Getting all the Entropy We Can Eat!

# Getting all the Entropy We Can Eat!

Visual Studio 6.0

This next routine, `getEntropy`, is the main routine for determining which classification is the most important for sales growth. We will turn to communication research and rip off one of their discoveries. As mentioned, entropy is a precise measurement of information.

In a nutshell, entropy is a measure of uncertainty in an observation. The entropy explains the amount of uncertainty about a particular outcome.

This is used a lot in determining information that comes over noisy data lines. We, however, have hijacked it for our marketing purposes.

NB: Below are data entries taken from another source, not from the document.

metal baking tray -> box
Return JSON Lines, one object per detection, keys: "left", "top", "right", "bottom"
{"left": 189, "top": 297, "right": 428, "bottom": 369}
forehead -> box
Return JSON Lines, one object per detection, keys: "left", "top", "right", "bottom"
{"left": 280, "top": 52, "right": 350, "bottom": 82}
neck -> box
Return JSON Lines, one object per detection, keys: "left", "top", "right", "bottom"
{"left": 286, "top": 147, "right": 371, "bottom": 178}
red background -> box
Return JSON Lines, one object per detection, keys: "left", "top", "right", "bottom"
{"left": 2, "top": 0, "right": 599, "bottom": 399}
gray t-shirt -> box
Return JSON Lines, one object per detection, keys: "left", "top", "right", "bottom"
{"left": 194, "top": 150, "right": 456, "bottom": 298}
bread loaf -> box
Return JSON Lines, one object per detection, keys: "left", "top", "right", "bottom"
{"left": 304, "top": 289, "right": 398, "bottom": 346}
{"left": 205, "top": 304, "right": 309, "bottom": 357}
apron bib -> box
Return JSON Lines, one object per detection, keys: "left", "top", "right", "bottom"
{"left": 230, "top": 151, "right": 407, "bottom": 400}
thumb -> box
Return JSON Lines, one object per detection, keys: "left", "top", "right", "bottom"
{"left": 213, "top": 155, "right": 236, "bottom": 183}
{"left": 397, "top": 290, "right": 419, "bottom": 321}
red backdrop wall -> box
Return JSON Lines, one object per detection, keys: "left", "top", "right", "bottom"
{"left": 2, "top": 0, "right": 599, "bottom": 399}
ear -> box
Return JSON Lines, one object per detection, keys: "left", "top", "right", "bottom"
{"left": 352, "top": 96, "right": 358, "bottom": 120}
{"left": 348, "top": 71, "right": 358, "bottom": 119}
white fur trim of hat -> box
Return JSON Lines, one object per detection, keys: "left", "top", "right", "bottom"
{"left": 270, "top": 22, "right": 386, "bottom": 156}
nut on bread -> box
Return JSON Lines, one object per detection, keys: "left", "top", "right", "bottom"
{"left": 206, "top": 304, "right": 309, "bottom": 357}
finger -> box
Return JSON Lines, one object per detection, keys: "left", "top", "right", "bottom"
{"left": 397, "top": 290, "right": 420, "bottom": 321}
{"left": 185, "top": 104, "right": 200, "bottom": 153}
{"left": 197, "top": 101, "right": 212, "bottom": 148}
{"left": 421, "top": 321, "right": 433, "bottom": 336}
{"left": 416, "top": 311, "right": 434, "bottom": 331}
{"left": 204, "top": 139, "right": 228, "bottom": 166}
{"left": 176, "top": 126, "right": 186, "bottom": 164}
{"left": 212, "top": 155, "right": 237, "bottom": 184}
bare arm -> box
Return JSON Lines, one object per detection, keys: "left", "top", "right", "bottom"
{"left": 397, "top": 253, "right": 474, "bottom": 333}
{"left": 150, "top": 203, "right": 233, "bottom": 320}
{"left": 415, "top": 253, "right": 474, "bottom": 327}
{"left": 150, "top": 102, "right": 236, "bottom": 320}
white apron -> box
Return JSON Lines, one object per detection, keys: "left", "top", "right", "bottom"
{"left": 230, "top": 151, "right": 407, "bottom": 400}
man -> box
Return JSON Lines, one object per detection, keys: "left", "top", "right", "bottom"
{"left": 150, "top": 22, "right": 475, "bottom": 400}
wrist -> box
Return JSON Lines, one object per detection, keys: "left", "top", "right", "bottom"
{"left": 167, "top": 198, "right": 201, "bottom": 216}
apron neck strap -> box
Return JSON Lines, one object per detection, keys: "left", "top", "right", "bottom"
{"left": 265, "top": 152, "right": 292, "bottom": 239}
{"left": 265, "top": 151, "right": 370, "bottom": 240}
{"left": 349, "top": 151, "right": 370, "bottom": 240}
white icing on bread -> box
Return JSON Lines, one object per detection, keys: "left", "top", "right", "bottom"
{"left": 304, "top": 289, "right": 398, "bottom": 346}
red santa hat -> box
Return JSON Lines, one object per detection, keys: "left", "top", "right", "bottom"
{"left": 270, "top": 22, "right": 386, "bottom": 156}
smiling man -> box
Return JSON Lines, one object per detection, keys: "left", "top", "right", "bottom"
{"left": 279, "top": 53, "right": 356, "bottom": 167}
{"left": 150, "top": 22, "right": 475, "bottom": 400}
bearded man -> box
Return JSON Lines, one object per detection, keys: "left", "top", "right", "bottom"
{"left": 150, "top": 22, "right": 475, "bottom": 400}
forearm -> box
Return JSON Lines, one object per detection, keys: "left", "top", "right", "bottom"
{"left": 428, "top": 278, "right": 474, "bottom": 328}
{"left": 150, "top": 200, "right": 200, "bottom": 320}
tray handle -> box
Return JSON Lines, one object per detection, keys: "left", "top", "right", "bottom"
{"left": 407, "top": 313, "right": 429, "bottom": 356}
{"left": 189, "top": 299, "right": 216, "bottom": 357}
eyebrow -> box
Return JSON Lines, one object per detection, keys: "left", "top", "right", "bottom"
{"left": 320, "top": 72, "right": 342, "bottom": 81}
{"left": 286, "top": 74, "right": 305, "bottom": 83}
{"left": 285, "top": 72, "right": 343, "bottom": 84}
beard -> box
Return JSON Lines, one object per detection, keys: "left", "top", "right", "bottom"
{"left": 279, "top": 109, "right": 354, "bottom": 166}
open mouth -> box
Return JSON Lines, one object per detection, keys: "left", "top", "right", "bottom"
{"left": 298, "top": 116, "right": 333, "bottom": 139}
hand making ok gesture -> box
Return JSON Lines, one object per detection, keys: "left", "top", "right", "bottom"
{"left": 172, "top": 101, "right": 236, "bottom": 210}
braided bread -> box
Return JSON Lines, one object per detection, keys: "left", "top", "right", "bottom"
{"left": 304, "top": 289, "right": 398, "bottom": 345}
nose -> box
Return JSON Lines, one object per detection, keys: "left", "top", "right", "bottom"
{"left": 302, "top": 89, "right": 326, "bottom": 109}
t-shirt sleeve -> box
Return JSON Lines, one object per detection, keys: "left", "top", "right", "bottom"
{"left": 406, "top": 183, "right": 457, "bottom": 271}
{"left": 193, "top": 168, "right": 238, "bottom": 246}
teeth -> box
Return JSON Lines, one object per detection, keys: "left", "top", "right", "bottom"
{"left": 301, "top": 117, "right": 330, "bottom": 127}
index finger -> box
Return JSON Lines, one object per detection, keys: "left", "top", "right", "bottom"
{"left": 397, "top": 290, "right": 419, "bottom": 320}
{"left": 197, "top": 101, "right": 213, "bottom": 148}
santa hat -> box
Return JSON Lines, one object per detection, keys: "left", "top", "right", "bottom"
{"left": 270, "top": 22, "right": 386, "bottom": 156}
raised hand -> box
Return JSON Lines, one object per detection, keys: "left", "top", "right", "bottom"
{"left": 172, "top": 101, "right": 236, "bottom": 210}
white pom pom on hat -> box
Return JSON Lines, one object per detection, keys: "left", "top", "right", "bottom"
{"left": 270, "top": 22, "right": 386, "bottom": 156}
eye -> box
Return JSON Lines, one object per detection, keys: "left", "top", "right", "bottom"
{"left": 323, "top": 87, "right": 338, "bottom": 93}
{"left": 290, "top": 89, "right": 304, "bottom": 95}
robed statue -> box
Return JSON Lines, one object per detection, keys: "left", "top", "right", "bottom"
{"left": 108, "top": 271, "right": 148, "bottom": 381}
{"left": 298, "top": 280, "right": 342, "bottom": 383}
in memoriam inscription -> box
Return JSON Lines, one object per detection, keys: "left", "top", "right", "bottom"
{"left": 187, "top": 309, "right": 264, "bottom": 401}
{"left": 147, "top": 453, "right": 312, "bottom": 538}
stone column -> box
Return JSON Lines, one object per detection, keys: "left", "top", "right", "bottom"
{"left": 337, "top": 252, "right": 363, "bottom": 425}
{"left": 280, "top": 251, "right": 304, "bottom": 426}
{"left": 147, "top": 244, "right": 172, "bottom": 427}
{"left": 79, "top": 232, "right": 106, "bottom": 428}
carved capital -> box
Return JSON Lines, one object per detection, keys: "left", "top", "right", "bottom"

We will be using logarithms, which happen to be a built-in function in VB 6.0. If you are a bit rusty on them, it simply means that logx = y where (2 to the power y) = x, in this case log has base 2. In English, this means that the log to base 2 of any number is any bits that it would take to represent that many numbers. For example, log2(16) = 4. This tells us that it takes 4 bits to uniquely represent 16 different values. So we will explain this in the code below. But hey, don't worry. We will just use the VB built-in log function to do the dirty work for us.

#### Try It Out - Determining the Entropy of a Classification

1.  Please add another function to the `frmID3` form. Name the function `getEntropy` and enter the code as shown. This routine will determine the entropy for the classification and return the entropy to the calling routine, `determineEntropy`.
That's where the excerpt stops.